Williams pense que son entreprise a trouvé la solution. Au lieu de s’appuyer sur la cryptographie à clé publique, Arqit envoie des clés de cryptage symétriques – des nombres longs et aléatoires – via des satellites, ce qu’il appelle « distribution de clé quantique ». Virgin Orbit, qui a investi dans Arqit dans le cadre de son accord SPAC, prévoit de lancer les satellites depuis les Cornouailles, en Angleterre, d’ici 2023.
En quoi est-ce important?
Certains experts disent qu’il faudra un certain temps avant que les ordinateurs quantiques arrivent enfin d’une manière qui pourrait constituer une menace pour les cyberdéfenses existantes. Rasmussen ne s’attend pas à ce qu’ils existent de manière significative avant au moins 10 ans. Mais il n’est pas complaisant.
« Si nous acceptons le fait que les ordinateurs quantiques existeront dans 10 ans, toute personne ayant la prévoyance d’enregistrer des conversations importantes maintenant pourrait être en mesure de les décrypter lorsque les ordinateurs quantiques apparaîtront », a déclaré Rasmussen.
« La cryptographie à clé publique est littéralement partout dans notre monde numérisé, de votre carte bancaire à la façon dont vous vous connectez à Internet, à votre clé de voiture, aux appareils IOT (Internet des objets) », Ali Kaafarani, PDG et fondateur de la cybersécurité start-up PQShield, a déclaré à CNBC.
L’Institut national des normes et de la technologie du département du Commerce des États-Unis cherche à mettre à jour ses normes sur la cryptographie pour inclure ce que l’on appelle la cryptographie post-quantique, des algorithmes qui pourraient être sécurisés contre une attaque d’un ordinateur quantique.
Kaafarani s’attend à ce que le NIST décide de nouvelles normes d’ici la fin de 2021. Mais, prévient-il: « Pour moi, le défi n’est pas la menace quantique et comment pouvons-nous créer des méthodes de cryptage sécurisées. Nous avons résolu cela. »

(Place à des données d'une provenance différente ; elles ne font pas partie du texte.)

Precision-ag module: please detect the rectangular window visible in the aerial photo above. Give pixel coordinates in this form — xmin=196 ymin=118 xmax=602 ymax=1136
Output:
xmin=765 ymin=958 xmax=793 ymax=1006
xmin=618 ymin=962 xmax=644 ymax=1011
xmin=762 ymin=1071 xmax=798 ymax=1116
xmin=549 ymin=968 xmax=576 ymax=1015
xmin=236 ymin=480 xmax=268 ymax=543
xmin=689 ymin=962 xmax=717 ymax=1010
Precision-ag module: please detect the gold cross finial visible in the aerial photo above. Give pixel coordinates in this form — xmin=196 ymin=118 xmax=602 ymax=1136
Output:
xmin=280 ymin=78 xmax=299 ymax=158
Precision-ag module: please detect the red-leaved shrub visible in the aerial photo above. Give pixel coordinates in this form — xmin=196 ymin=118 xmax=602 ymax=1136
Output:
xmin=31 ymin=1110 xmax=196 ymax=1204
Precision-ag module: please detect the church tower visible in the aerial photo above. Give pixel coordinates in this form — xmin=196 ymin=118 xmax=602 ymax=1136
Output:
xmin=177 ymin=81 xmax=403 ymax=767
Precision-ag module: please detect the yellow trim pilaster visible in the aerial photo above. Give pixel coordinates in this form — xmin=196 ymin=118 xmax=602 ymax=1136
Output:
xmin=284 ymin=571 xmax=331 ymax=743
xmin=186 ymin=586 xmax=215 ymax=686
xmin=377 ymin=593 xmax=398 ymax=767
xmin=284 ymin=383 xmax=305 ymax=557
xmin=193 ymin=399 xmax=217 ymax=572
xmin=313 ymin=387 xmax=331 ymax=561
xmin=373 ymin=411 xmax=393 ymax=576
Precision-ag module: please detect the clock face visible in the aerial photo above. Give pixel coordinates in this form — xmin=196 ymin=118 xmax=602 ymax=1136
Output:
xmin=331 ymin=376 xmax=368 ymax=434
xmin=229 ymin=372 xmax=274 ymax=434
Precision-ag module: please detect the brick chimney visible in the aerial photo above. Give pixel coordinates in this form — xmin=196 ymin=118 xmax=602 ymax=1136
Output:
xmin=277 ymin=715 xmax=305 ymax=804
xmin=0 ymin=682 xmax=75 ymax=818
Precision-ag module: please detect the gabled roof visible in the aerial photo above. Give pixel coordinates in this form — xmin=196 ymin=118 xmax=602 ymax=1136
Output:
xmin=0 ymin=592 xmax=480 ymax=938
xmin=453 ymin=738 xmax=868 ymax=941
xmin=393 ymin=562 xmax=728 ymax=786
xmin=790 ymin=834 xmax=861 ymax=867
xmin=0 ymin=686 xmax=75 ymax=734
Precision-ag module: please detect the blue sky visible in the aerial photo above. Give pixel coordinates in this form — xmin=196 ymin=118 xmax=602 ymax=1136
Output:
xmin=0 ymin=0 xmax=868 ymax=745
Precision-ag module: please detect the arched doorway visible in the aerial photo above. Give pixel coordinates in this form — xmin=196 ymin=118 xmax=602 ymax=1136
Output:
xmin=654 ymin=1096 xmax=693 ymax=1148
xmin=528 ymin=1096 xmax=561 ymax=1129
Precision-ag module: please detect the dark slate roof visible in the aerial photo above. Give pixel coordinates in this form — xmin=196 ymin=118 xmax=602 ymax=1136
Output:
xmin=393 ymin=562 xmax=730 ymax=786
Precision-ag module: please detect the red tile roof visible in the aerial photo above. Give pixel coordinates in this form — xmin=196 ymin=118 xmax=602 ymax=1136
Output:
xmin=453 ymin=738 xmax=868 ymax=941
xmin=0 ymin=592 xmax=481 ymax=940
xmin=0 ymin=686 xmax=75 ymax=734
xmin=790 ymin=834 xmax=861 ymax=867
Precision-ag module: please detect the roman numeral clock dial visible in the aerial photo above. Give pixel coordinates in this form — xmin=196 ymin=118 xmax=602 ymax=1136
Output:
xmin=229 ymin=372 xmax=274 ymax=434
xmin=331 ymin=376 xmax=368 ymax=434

« Le défi maintenant est de savoir comment les entreprises doivent se préparer à la transition vers les nouvelles normes », a déclaré Kaafarani. « Les leçons du passé prouvent qu’il est trop lent et qu’il faut des années et des décennies pour passer d’un algorithme à un autre. »
Williams pense que les entreprises doivent être prêtes maintenant, ajoutant que la formation d’algorithmes post-quantiques qui prennent la cryptographie à clé publique et la rendent « encore plus complexe » n’est pas la solution. Il a fait allusion à un rapport du NIST qui a noté les défis avec les solutions cryptographiques post-quantiques.